Recente decisão do STJ determinou que o pagamento espontâneo de pensão alimentícia após o término dessa obrigação legal não gera um compromisso eterno. Referente julgado trouxe à tona um aspecto interessante das relações obrigacionais da nossa sociedade, não só tendo em vista aquelas decorrentes de parentesco.
No caso concreto, em ação de separação judicial, o ex-marido assumiu a obrigação de pagar alimentos à ex-mulher pelo prazo certo de 02 anos, no entanto, por conta própria, ou seja, por livre e espontânea vontade, manteve o pagamento por longos anos após o esgotamento do período inicialmente estipulado. Somente após totalizar 15 anos de pagamento de pensão alimentícia, isto é, 13 anos além do que fora pactuado, decidiu colocar fim ao seu gesto, interrompendo a paga alimentícia que vinha oferecendo há tempos.
O gesto movido por mera liberalidade criou dever?

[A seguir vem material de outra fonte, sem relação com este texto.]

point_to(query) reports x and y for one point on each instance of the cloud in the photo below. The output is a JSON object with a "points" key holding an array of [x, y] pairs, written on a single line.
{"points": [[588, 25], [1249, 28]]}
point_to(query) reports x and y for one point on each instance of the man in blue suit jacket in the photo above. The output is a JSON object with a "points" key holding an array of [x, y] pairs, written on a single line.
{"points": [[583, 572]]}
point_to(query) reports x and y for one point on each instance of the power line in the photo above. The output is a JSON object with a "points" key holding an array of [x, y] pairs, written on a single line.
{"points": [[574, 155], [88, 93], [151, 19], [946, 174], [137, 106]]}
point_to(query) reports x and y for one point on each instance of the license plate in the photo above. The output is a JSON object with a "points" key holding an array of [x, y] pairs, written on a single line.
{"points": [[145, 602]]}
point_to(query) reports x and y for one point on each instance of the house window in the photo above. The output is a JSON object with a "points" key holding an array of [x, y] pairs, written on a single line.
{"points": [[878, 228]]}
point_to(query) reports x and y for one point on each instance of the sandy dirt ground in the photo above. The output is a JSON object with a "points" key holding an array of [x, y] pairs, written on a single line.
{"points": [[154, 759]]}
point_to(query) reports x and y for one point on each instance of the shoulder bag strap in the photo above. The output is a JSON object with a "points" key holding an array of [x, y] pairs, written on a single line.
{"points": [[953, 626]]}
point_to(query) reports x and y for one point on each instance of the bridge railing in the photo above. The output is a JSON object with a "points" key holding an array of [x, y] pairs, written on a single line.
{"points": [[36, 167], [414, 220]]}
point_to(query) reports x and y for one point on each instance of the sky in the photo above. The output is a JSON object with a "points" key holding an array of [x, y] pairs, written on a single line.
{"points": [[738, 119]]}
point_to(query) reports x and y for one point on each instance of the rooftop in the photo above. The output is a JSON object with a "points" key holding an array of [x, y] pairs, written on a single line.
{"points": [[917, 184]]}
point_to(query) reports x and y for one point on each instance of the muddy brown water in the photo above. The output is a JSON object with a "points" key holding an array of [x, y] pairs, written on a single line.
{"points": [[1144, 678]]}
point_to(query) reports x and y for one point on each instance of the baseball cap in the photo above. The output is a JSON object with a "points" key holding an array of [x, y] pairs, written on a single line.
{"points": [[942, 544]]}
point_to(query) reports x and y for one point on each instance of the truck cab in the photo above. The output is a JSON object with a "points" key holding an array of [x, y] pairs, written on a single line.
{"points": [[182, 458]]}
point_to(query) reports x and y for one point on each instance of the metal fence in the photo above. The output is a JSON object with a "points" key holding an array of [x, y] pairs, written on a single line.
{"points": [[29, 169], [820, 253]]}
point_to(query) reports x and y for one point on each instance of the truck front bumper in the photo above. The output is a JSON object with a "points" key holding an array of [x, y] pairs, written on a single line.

A ex-mulher não concordou com a decisão do ex-marido e, com base na boa-fé, procurou sustentar a defesa do seu pretenso direito à manutenção da pensão, o que lhe foi reconhecido pelo tribunal estadual, no julgamento em segunda instância.
Portanto, respondendo à pergunta, para os magistrados da câmara do tribunal que julgou o caso, o ex-marido, ao pagar a pensão por longo período, de forma espontânea e graciosa, teria criado uma expectativa de direito que merecia a devida proteção jurídica.
Pois a obrigação é inexistente!
Ocorre que na instância superior o STJ alterou o entendimento do tribunal e, por maioria, entendeu que a boa-fé merece ser vista sob todos os ângulos da relação, com a preocupação central de não gerar o enriquecimento ilícito de uma das partes.
Segundo os ministros, o ex-marido estava certo e podia suspender o pagamento a qualquer momento, já que não havia mais obrigação entre as partes.
Em outras palavras, para a Corte Superior, a atitude solidária do ex-marido não teria sido capaz de criar um dever eterno para com sua ex-mulher, sem data para interrupção do pagamento.
Existem deveres eternos?
Dispensam-se maiores argumentos para sinalizar que o ‘eterno’ não existe, sendo que o Judiciário demonstra estar de olho nas alterações que ocorrem nas relações sociais, sobretudo, naquelas que interferem no campo das obrigações.
Vez ou outra no dia a dia nos deparamos com relações obrigacionais bastante longas, que beiram a perpetuidade, porém, não devemos perder de vista que direitos e obrigações são sempre pautados no acordo de vontades e/ou no que determina a lei.
Esperamos que a leitura desse artigo gere importante reflexão, não apenas no que diz respeito ao Direito de Família, como também às obrigações e aos contratos em geral. Vale lembrar que direitos e deveres, via de regra, têm um ciclo natural: nascimento, produção dos efeitos e fim. Essa sequência de acontecimentos merece ser respeitada, sendo a maior parte das obrigações legais e contratuais passageiras.
Tanto nas obrigações nascidas das relações familiares, quanto naquelas advindas dos negócios em geral, a assinatura de documentos estabelecendo regras e prazos demanda prévia e atenta análise das condições fixadas pelas próprias partes para que a comunhão de vontades assumidas não crie expectativas inexistentes para o Direito, tal como aquelas que pretendem vincular as partes para sempre.
Finalizando, ainda que determinada questão envolvendo direitos e deveres lhe pareça simples, entenda que consultar um advogado não é propriamente um gasto. Trata-se de um investimento capaz de lhe poupar dissabores e gastos futuros.